Asylum seeker Taiba Nuri is followed by her husband Mahamed Yusef Niazi, from Afghanistan, carrying their seven-month-old daughter Sahaba, cross the border at Roxham Road from New York into Canada Friday March 24, 2023 in Champlain, NY.. The federal government plans to fight allegations of discrimination for the disparate way it approached the Ukrainian and Afghan refugee crises on a single legal front, as another Canadian-Afghan sues for the right to rescue their family from the Taliban.THE CANADIAN PRESS/Ryan Remiorz
OTTAWA – The federal government is asking a judge to combine two separate lawsuits after another Canadian-Afghan has alleged Canada discriminated against Afghan refugees by treating them differently than they did Ukrainians fleeing the Russian invasion.
A former Canadian language and culture adviser who served NATO in Afghanistan filed a lawsuit at the end of July alleging the government has not allowed his family in Afghanistan to seek refuge in Canada.

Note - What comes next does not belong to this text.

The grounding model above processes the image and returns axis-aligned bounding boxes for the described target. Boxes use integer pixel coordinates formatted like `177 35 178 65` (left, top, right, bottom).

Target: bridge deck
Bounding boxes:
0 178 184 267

That followed a case file in May by two other former language and culture advisers who served in the Canadian military and similarly accuse the government of insisting their families don’t qualify for programs bringing Afghan refugees to Canada.
They all accuse the government of offering advantages to Ukrainians that were not offered to Afghans hoping to escape the Taliban takeover in 2021.
Canada allowed an unlimited number of Ukrainians and their family members to come to Canada on an emergency visa for three years to work and study while they escape the Russian invasion of their home country.
The government has not yet filed a defence to the applications from the Canadian advisers, but in a similar case before the Canadian Human Rights Tribunal the government argued that unique crises require a unique response.